Using non-vulkan inference engine on amd strix halo

Hi all :slight_smile:

I have been attempting to use my new strix halo (128Gb unified memory) machine to run AI models. So far, I have only been able to get models running with the vulkan backend. I was wondering if anyone has figured out a way to run with rocm or vllm (mainly rocm). I keep seeing online that there were issues with an older kernel issue, but kernel 6.18.4 fixed the issue.

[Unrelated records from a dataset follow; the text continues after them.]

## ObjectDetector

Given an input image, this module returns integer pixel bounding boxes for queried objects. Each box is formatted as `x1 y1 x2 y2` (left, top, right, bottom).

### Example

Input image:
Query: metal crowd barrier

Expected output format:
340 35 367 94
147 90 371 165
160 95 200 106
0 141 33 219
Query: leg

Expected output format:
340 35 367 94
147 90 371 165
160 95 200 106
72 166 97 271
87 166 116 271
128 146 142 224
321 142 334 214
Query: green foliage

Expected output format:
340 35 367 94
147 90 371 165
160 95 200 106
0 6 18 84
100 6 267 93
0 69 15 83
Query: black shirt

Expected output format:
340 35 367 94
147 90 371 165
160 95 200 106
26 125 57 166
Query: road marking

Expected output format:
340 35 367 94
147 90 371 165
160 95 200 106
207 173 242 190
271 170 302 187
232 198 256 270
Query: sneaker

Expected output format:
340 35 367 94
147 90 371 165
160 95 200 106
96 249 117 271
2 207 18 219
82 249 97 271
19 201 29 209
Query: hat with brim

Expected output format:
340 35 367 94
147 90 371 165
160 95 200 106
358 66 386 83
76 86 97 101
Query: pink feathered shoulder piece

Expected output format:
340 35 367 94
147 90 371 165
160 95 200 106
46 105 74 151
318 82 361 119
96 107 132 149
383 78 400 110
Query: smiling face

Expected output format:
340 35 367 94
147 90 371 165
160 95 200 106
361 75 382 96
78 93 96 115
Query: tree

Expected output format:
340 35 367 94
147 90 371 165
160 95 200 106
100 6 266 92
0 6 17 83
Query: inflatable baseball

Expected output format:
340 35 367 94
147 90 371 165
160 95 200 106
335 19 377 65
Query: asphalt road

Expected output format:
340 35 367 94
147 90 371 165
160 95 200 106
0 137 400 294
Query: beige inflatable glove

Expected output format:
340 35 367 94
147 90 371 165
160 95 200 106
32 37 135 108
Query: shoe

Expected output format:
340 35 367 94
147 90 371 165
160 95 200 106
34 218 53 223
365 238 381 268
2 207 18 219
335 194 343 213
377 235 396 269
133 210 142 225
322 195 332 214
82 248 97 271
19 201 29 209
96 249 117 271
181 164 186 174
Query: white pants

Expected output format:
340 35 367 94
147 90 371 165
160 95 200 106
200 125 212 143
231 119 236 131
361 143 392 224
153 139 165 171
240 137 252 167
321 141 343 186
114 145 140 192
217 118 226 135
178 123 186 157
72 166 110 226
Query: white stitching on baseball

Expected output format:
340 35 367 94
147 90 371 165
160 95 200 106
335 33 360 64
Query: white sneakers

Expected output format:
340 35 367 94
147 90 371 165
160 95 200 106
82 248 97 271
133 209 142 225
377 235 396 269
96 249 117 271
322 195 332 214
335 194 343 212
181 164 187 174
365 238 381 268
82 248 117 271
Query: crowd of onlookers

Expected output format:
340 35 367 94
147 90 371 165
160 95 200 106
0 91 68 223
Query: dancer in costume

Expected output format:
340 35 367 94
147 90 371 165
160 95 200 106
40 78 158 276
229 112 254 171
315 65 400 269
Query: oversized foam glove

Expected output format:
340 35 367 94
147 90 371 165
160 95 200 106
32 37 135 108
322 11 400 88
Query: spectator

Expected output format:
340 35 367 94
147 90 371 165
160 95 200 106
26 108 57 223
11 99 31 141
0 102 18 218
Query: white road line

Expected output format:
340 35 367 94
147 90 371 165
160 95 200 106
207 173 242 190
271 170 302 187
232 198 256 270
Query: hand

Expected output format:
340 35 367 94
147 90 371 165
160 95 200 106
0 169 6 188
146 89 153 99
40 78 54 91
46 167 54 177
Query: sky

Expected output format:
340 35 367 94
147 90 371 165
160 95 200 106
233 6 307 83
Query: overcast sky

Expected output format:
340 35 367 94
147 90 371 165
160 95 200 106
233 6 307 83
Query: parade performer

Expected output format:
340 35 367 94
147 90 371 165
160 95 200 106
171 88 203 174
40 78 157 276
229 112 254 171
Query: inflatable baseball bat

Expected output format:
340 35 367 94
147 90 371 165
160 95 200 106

I am currently on 6.19.3 and no such luck :slight_smile:

As an example on how I got a gguf model working using vulkan, I have the following (I leave it here so maybe others can suggest quick tweaks to what I already have to get rocm working):

{ config, lib, pkgs, ... }:

with lib;

let
  cfg = config.services.llm-services.gpt-oss;
in
{
  options.services.llm-services.gpt-oss = {
    enable = mkEnableOption "QwQ-32B Reasoning Service (Port 8013)";
    modelPath = mkOption {
      type = types.str;
      default = "/var/lib/llama-cpp-models/qwq_32b_q4km.gguf";
      description = "Path to the QwQ-32B GGUF model.";
    };
  };

  config = mkIf cfg.enable {
    systemd.services.llama-cpp-reasoning = {
      description = "LLaMA C++ server (Reasoning - QwQ-32B)";
      after = [ "network.target" ];
      wantedBy = [ "multi-user.target" ];
      environment = {
        XDG_CACHE_HOME = "/var/cache/llama-cpp-reasoning";
        RADV_PERFTEST = "aco";
        AMD_VULKAN_ICD = "RADV";
        # Inject Lemonade Runtime Libs (as per working config)
        LD_LIBRARY_PATH = lib.makeLibraryPath [
          pkgs.rocmPackages.clr
          pkgs.vulkan-loader
          pkgs.libdrm
        ];
      };
      serviceConfig = {
        User = "salhashemi2";
        Group = "users";
        CacheDirectory = "llama-cpp-reasoning";
        RuntimeDirectory = "llama-cpp-reasoning";
        DeviceAllow = [ "/dev/dri/renderD128" "/dev/dri/card0" "/dev/kfd" ];
        PrivateDevices = false;
        ExecStart = "${pkgs.llama-cpp.override { vulkanSupport = true; }}/bin/llama-server --model ${cfg.modelPath} --port 8013 --host 0.0.0.0 --n-gpu-layers 65 --cache-type-k q8_0 --cache-type-v q8_0 --ctx-size 32768 --jinja --threads 16 --device Vulkan0 --flash-attn 1 --no-mmap --parallel 1";
        ExecStartPre = "${pkgs.coreutils}/bin/sleep 2";
        Restart = "on-failure";
        RestartSec = "5s";
      };
    };
  };
}

Any help/discussion on the topic is appreciated :slight_smile: Exciting times we live in!

2 Likes

Following because I’m trying to do the same.

Use pkgs.pkgsRocm.llama-cpp, it should work without other flags, don’t set extra LD_LIBRARY_PATH values.

If it’s not working, in what way is it failing and what nixpkgs revision are you on?